From Brendan Capria
CONCORD, N.C. (December 30, 2016) – Amidst all the race day hoopla, drivers, team members and officials found peace in one place at Thompson (Conn.) Speedway. Under a nearby shade tree, Reverend Pat Evans instilled both belief and the power of God in everyone under the limbs before hot laps. Evans offered guidance through The Word of the Lord, which eventually blossomed into “Racing with Jesus Ministries” in October 1980. Evans nurtured the “Racer’s Church” for 25 years until his passing.
Though, Evans’ vision for the ministry did not grow weary. In 2005, Don Rivers became the new president of Racing with Jesus, hopeful to carry on both the vision of the ministry and the passion for motorsports that Evans left behind. Rivers and Evans met for the first time in 2002 while he was a volunteer in the ministry.
“There were times when tracks wouldn’t let us hold Chapel services,” Rivers said. “We’d have to do it in the parking lot. Pat was someone who wasn’t going to take no for an answer. Pat was adamant about this. Our presence needs to be here.

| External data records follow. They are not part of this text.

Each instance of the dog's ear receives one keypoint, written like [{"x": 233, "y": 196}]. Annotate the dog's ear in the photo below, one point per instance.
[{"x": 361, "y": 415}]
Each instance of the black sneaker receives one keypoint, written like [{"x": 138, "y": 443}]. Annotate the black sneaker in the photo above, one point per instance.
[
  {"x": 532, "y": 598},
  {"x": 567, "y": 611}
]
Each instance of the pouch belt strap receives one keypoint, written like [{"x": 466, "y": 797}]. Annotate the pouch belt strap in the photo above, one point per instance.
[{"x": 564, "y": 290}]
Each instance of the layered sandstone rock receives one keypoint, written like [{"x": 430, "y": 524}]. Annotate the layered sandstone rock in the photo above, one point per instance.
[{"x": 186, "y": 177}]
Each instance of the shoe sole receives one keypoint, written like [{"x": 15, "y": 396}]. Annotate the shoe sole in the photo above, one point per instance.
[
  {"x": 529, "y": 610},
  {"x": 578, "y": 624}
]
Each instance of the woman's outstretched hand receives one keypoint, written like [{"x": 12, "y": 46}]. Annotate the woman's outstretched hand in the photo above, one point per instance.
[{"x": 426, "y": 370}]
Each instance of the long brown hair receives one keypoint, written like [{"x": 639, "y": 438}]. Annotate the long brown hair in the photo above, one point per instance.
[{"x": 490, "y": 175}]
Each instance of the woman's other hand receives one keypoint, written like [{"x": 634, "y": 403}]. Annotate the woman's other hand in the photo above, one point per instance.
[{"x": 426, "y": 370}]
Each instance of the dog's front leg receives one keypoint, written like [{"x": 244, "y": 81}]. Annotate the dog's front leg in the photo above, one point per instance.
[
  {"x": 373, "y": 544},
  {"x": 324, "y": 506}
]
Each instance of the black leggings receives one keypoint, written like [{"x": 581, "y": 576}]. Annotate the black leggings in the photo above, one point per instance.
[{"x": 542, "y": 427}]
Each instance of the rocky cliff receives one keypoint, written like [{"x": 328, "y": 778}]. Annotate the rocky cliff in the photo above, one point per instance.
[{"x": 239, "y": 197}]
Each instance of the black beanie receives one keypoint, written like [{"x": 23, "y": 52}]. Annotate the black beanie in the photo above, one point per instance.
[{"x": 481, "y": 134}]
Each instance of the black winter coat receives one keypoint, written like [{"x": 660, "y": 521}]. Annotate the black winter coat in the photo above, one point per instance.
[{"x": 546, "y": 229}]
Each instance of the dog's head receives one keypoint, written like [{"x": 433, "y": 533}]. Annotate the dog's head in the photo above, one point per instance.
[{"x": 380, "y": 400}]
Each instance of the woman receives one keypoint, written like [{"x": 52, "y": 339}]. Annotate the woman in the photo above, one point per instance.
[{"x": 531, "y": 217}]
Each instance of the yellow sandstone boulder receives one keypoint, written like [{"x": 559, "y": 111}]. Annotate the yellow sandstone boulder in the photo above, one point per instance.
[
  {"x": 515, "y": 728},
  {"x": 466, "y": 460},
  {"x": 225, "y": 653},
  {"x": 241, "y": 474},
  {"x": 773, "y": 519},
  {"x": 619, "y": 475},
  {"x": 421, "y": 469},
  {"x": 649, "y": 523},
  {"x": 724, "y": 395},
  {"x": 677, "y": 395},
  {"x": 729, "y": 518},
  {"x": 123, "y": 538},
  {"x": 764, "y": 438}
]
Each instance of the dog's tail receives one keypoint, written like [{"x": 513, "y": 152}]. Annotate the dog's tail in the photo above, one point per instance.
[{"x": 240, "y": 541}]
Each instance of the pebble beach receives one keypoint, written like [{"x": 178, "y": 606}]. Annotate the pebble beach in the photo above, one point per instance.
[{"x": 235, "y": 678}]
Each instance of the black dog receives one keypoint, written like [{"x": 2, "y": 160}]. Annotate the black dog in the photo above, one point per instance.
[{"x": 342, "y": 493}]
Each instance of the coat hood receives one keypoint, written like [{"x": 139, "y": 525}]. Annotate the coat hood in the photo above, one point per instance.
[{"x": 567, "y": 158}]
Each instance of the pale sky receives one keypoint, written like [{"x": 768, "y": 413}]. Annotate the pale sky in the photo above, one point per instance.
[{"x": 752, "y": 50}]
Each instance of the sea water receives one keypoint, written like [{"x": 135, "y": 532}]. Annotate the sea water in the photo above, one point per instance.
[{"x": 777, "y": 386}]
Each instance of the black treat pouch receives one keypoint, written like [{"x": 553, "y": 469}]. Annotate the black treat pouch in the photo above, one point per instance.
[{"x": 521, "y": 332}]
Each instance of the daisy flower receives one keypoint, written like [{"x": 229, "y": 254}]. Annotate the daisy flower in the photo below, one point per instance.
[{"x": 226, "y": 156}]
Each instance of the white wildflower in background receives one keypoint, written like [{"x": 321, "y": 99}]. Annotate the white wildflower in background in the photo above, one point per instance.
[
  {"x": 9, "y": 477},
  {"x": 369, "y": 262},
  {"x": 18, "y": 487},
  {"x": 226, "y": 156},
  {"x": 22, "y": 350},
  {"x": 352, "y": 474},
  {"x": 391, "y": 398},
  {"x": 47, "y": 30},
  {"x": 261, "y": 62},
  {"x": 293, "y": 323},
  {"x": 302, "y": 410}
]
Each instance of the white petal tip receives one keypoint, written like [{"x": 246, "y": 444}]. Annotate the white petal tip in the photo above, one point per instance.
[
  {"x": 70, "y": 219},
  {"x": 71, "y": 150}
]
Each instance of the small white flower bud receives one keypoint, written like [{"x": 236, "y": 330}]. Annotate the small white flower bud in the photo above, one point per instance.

That’s come around to where we have tracks and racing series knocking on our door for support. People are seeing the value in what we do.”
World Racing Group (WRG) and Racing with Jesus Ministries have partnered together to provide Chaplain services to the sanctioning body’s nationally touring series – predominantly the World of Outlaws Craftsman® Sprint Car and Late Model Series, and DIRTcar Racing sanctioned events. Rivers said he is blessed to have the opportunity of “bringing the strength of God to racers.” The operation was exclusively an asphalt service to start.
In 2010, Rivers received a call from WRG with the request to support one of its most prestigious events, Super DIRT Week in Syracuse, N.Y. With sparked interest in dirt track racing, the following February Rivers traveled to Volusia (Fla.) Speedway Park to assist with the three-day thriller of DIRTcar Nationals. Little did he know, a divine gift that would forever change the ministry awaited him.
“It was God’s confirmation that we were supposed to be there,” Rivers said. “Here you have a guy from Montana and a guy from New England meeting at a dirt track in Florida. It’s only something God could put together. He was telling us to expand our horizons and bring people on board to help us out.”
It was at DIRTcar Nationals that Rivers crossed paths with Steven Fowler, who was crewing for a friend at the half-mile course. Fowler had an extensive dirt background, having raced a modified for nearly 16 years and a late model not long before the time he and Rivers first met. Everything began to click for the two when Fowler mentioned he had spent the last 25 years working as a planting missionary; it was the perfect combination.
Soon thereafter, Fowler became the dirt outreach coordinator for the ministry. Where Rivers’ dirt racing knowledge lacked, Fowler could reinforce. They agreed that there may have been some divine intervention, as the two just happened to meet around the time WRG requested the services of the ministry.
“I said, ‘All I know is dirt,'” Fowler said. “He said he knew nothing about it, so we continued to talk. I just saw his Racing with Jesus shirt and thought it was pretty cool. God brought us together at the perfect time.”
It was a mutually rewarding relationship for the two. Essentially, the World of Outlaws solidified Fowler’s dream career. Fowler initially founded Racer’s Baptist Church in Northern Michigan with the goal of starting 1,200 motorsports-centric outreach groups nationwide – the number to cover most of the dirt tracks throughout the country. Though his original initiative has since faded, Fowler is still able live his dream.
“Just to see the needs and hurts of these drivers – especially on tour – of trying to make ends meet, that’s what keeps me going,” Fowler said. “It’s encouraging them, praying for their safety and then as things go on in their lives, being there for them. Hopefully we’ll be able to help them work toward that and to come to know the Lord. To be able to share that with the platform the World of Outlaws gives me is such a privilege.”
While the duo tackles 35,000-plus miles annually with a lean group, Rivers jokingly tells people his “congregation travels at 150 mph and turns left.”
“Pat is dancing, I can tell you that,” Rivers said. “He told us on his deathbed, ‘This can’t die with me. We have to continue.’ He would be ecstatic. That’s what thrives us – his vision. I think he’s looking down, excited on what we’ve done with what he started.”